The testimonies of people who made a radical decision to give reveal how money let go of them when they let go of money. One of the steps that these groups encourage people to take is to calculate their surplus. How do people know what they are capable of giving if they do not know their surplus?

Our lives in North America are replete with surplus. Yet we are exhorted by the investment industry to act and think as if we are always just a hop and a skip away from pushing a shopping cart through the streets. Consider the fact that most of us not only have filled garages and closets but also many stuffed storage facilities—and are paying monthly to store things we don’t use. We all have some degree of surplus.

The idea of calculating our surplus is a noble one. The “pulse” of the giving heart is in asking, “What do I possess that I do not need as badly as someone else might need it?” But we are only exercising “marginal generosity” when we give away our surplus. It is when we give away that which we may need later on that we are truly living out generosity. That is when true liberation from money’s grip takes place. It lets go when we let go.

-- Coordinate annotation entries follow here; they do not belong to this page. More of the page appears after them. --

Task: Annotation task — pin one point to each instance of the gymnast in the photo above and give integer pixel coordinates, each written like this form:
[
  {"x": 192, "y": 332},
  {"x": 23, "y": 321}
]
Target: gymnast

A giving heart is a distributing heart. A heart first gathers blood and then keeps it moving. This movement— known as a pulse—is what keeps us alive, both in a physical and a deeper sense. In the intersection of our spiritual lives and our money, it helps to understand our responsibility as stewards, which is to maintain a giving pulse, to constantly distribute. This gives our lives a transcendent vitality.

The bacteria of money anxiety and anxious gathering permeating our culture flourishes in ponds, but cannot flourish in water that flows. The messages about never having enough are abundant, but ironically, so are the messages about spending to satisfy some inner need for importance and significance. We are torn between messages to spend to be somebody and to save to avoid being a nobody later in life. If you and I decide to be a person that lives to give, we will clearly be in the minority. The world not only needs your giving heart, it needs your daily example of what generosity means.